Explicit Use of Libraries

  • You can activate a library one time using library::function() format

  • For example, we can use the summarize() function from dplyr which is part of tidyverse installed earlier.

  • Since dplyr is part of tidyverse, there is actually no need to activate it when we have already activated tidyverse in this session, however, it does help when conflicts are present. More on that later.

    • The line below says to take the the Insurance data object and summarize the Mean of the Holders variable using the dplyr library.
dplyr::summarize(Insurance, mean(Holders))
  mean(Holders)
1      364.9844
  • In the line of code above, we see package::function(). If we initiate the library like below, we do not need the beginning of the statement. The code below provides the same answer as the way written above.
library(dplyr)
summarize(Insurance, mean(Holders))
  mean(Holders)
1      364.9844

Data types, coercion functions, and missing data handling are covered in full in the Data Preparation lesson, where they are taught in the context of real cleaning workflows using the gig.csv and gss.2016 datasets. If you want a preview now, the five core types are factor, numeric, character, logical, and Date — use str() to check them all at once on any dataset you load.

Review and Practice

Using AI

Use the following prompts with our chatbot (bottom right of this page) to explore these concepts further.
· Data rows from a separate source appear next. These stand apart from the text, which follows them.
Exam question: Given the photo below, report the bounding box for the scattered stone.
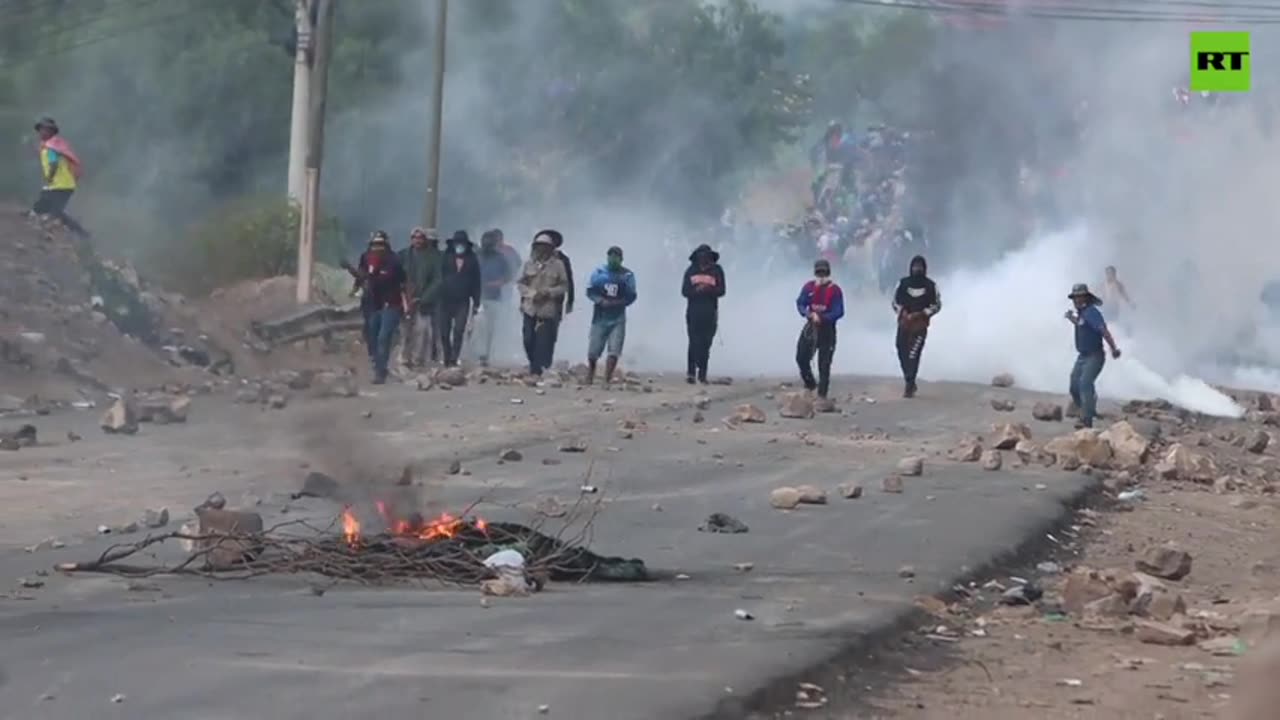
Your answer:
[1134,546,1192,580]
[982,450,1005,471]
[294,470,342,503]
[1244,430,1271,455]
[796,486,827,505]
[769,487,800,510]
[142,507,169,529]
[102,397,138,436]
[1134,619,1196,646]
[728,402,765,424]
[778,392,814,420]
[991,397,1018,413]
[991,423,1032,450]
[836,483,863,500]
[897,455,924,478]
[698,509,747,534]
[559,438,586,452]
[1032,402,1062,423]
[951,439,982,462]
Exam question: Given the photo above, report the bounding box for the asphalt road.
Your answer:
[0,379,1084,720]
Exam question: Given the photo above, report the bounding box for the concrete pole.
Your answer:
[297,0,338,305]
[289,0,312,204]
[422,0,449,229]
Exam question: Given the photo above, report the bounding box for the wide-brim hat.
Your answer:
[534,229,564,247]
[689,242,719,263]
[1066,283,1102,305]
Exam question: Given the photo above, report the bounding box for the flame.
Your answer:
[342,507,360,546]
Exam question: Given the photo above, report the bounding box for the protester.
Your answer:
[435,231,481,368]
[796,260,845,398]
[344,231,410,384]
[1064,283,1120,428]
[399,228,440,369]
[586,247,636,387]
[472,229,520,366]
[31,118,88,237]
[544,231,576,366]
[680,245,724,384]
[893,255,942,397]
[517,231,570,377]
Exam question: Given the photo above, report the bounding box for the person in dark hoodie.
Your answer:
[680,245,724,384]
[399,228,440,369]
[796,260,845,398]
[435,231,483,368]
[893,255,942,397]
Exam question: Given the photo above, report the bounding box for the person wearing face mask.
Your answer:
[516,229,570,377]
[586,247,636,387]
[435,231,484,368]
[893,255,942,397]
[399,228,440,369]
[680,245,724,384]
[796,260,845,398]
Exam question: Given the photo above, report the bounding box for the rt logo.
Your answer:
[1190,32,1252,92]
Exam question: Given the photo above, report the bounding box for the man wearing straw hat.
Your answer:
[1064,283,1120,428]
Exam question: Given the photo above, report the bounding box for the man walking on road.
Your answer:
[1064,283,1120,428]
[796,260,845,398]
[31,118,88,237]
[399,228,440,369]
[586,247,636,387]
[517,231,570,377]
[472,229,520,366]
[435,231,481,368]
[893,255,942,397]
[680,245,724,384]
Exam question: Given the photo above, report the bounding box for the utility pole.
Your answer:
[289,0,316,202]
[422,0,449,228]
[297,0,338,305]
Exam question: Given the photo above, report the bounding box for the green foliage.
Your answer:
[176,196,343,293]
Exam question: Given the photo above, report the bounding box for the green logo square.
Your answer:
[1190,32,1253,92]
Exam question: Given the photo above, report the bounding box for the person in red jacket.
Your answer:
[796,260,845,398]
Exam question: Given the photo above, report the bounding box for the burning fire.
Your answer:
[342,501,488,546]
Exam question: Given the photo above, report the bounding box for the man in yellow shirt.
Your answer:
[31,118,88,237]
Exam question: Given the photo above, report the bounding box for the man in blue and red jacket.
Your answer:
[796,260,845,397]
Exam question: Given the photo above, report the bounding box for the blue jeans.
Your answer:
[365,307,401,380]
[1069,351,1107,428]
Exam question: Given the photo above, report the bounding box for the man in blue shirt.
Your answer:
[1065,283,1120,428]
[586,247,636,387]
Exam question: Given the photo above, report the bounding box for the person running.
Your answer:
[796,260,845,398]
[680,245,724,384]
[1064,283,1120,428]
[399,228,440,369]
[435,231,483,368]
[346,231,410,384]
[586,246,636,387]
[893,255,942,397]
[31,118,88,237]
[516,231,568,377]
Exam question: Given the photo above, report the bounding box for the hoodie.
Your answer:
[680,245,724,315]
[893,255,942,317]
[586,264,636,323]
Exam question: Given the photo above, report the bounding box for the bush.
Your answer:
[170,197,344,295]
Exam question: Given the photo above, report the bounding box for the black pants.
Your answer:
[685,311,717,382]
[31,190,88,236]
[522,315,559,375]
[796,323,836,397]
[435,300,471,365]
[897,327,929,387]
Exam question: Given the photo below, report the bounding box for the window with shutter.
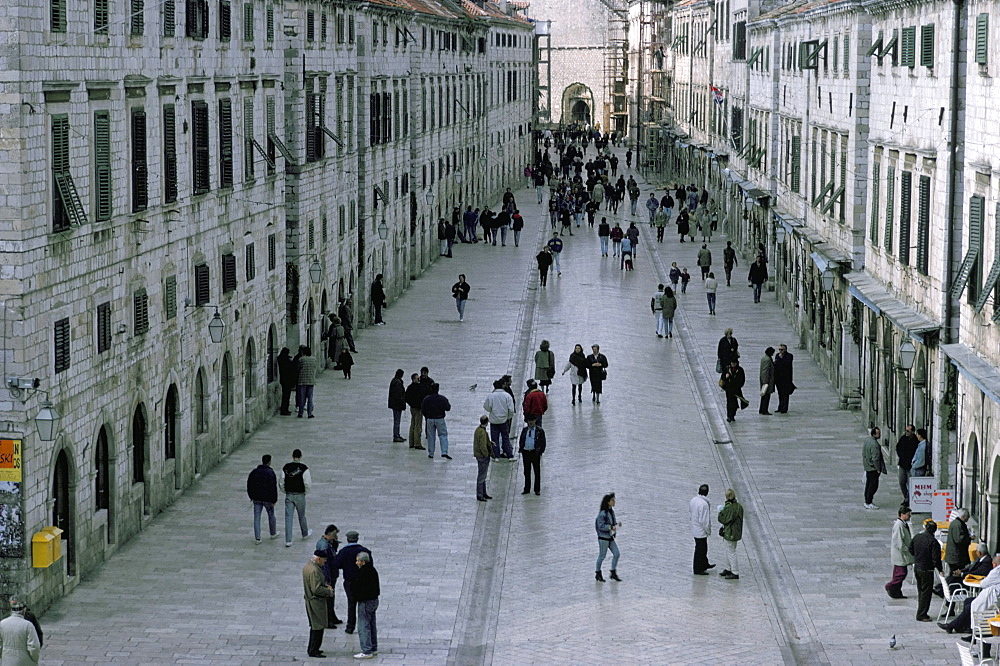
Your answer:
[898,171,913,266]
[49,0,66,32]
[219,0,233,42]
[976,13,990,65]
[219,99,233,188]
[243,0,253,42]
[94,0,109,35]
[163,275,177,319]
[243,97,254,180]
[97,302,111,354]
[900,25,917,67]
[53,317,70,373]
[266,96,277,176]
[885,166,896,254]
[917,176,931,275]
[163,104,177,203]
[222,254,236,294]
[191,100,211,194]
[129,0,146,37]
[920,23,934,67]
[868,162,881,247]
[194,264,212,305]
[244,243,257,282]
[132,109,149,213]
[94,111,111,222]
[951,194,986,303]
[162,0,177,37]
[52,113,70,231]
[132,289,149,335]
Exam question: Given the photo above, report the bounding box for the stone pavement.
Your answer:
[42,148,955,665]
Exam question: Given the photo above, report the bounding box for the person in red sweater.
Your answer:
[521,379,549,425]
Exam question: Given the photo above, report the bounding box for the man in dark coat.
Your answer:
[333,530,372,634]
[774,345,795,414]
[719,358,750,423]
[747,257,767,303]
[389,368,406,442]
[278,347,299,416]
[371,273,385,326]
[337,298,358,354]
[247,454,278,545]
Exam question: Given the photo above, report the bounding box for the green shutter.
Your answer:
[243,0,253,42]
[920,23,934,67]
[792,136,802,192]
[868,162,881,247]
[900,25,917,67]
[219,99,233,187]
[94,111,111,222]
[132,109,149,213]
[163,104,177,203]
[976,13,990,65]
[885,167,896,249]
[917,176,931,275]
[899,171,913,266]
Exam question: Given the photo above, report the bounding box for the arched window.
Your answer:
[94,426,111,511]
[222,352,233,416]
[132,403,146,483]
[163,384,178,460]
[243,338,257,400]
[267,324,278,384]
[194,368,208,433]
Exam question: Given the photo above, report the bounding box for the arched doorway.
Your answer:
[94,426,114,543]
[132,403,149,515]
[561,83,594,124]
[163,384,181,489]
[52,449,76,576]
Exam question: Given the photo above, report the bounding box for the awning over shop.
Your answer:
[941,343,1000,404]
[844,271,941,343]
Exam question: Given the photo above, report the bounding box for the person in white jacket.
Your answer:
[483,379,514,460]
[691,483,715,576]
[885,504,913,599]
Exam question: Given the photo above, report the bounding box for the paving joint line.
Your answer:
[641,219,831,664]
[447,189,548,666]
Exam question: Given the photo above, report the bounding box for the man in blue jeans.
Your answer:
[279,449,312,548]
[420,382,451,460]
[247,455,278,545]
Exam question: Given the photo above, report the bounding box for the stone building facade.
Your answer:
[0,0,533,609]
[630,0,1000,547]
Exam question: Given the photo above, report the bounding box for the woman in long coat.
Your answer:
[563,345,587,405]
[535,340,556,393]
[587,345,608,405]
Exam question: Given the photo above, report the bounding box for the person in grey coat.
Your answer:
[757,347,774,416]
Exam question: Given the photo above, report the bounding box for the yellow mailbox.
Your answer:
[31,525,63,569]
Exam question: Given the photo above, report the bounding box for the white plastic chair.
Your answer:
[936,571,969,622]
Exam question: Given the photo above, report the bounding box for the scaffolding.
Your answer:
[604,0,628,133]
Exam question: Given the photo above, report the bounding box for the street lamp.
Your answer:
[35,394,62,442]
[899,340,917,370]
[309,257,323,284]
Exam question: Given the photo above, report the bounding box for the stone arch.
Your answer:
[562,82,595,124]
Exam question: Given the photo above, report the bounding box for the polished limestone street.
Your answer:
[41,152,954,666]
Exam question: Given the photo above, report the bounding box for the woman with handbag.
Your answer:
[594,493,621,583]
[563,345,587,405]
[535,340,556,393]
[587,345,608,405]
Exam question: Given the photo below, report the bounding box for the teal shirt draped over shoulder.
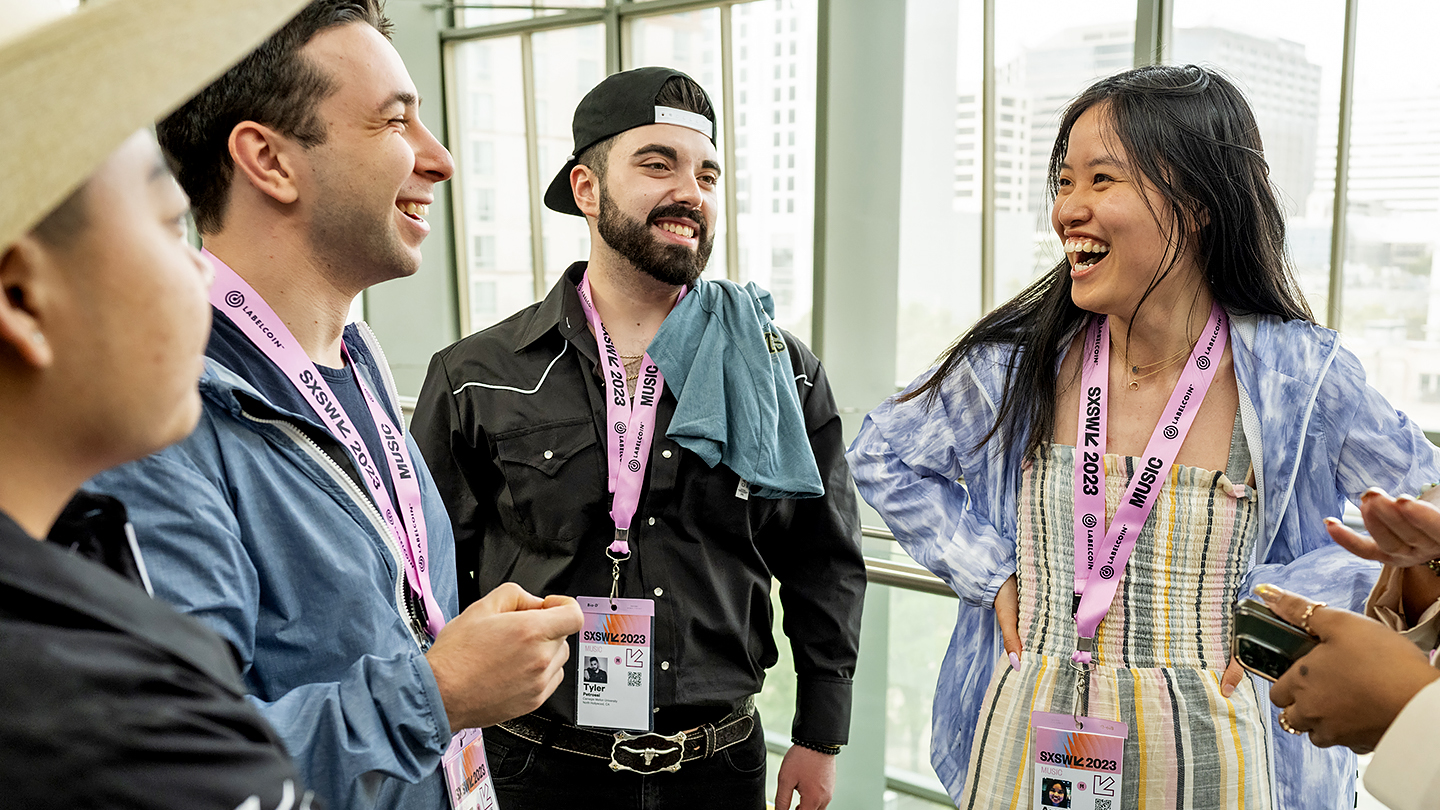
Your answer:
[649,280,825,499]
[847,316,1440,810]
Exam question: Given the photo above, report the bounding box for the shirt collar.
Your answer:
[516,261,589,352]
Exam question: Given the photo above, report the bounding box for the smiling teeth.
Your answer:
[1066,236,1110,254]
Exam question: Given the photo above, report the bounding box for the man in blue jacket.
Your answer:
[94,0,582,810]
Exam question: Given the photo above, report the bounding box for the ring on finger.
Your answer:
[1300,602,1325,636]
[1276,711,1305,734]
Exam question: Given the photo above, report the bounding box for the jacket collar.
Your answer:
[0,494,243,695]
[200,309,394,431]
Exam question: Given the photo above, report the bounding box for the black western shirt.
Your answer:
[412,262,865,744]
Understanding AI and Statistics:

  • Explain the difference between descriptive and inferential statistics and provide real-life examples of both.

  • What is the difference between generative AI and predictive AI? Give one example of each that a business analyst might use, and explain which type you are building when you run a regression in this course.

  • Why do large language models hallucinate, and why is this a structural property rather than a fixable bug? What does it tell you about the relationship between language prediction and factual accuracy?

  • Compare the four levels of analytics — descriptive, diagnostic, predictive, and prescriptive. How does AI fit into each category?

Working with R:

  • What is the purpose of using R in statistical analysis, and what are the key benefits of using RStudio as a graphical interface?

  • What happens when you assign the same variable multiple values in R? Write an example script that demonstrates this behavior and explains the output.

  • Create a script that demonstrates how to assign values to variables using both numeric and character data types. Then, explain how these assignments are stored in RStudio’s environment.

  • In R, what is the role of the assignment operator <-? Demonstrate its use by creating a few variables for numeric and character data types.

  • Demonstrate how to create a vector in R using the c() function. Use this vector to perform basic operations like addition and multiplication.

  • Write a script that reads a CSV file into R using read.csv(). Summarize the dataset and explain how the columns and rows are structured.

  • How can you access specific columns of a data frame using the $ operator? Provide an example using a sample dataset in R.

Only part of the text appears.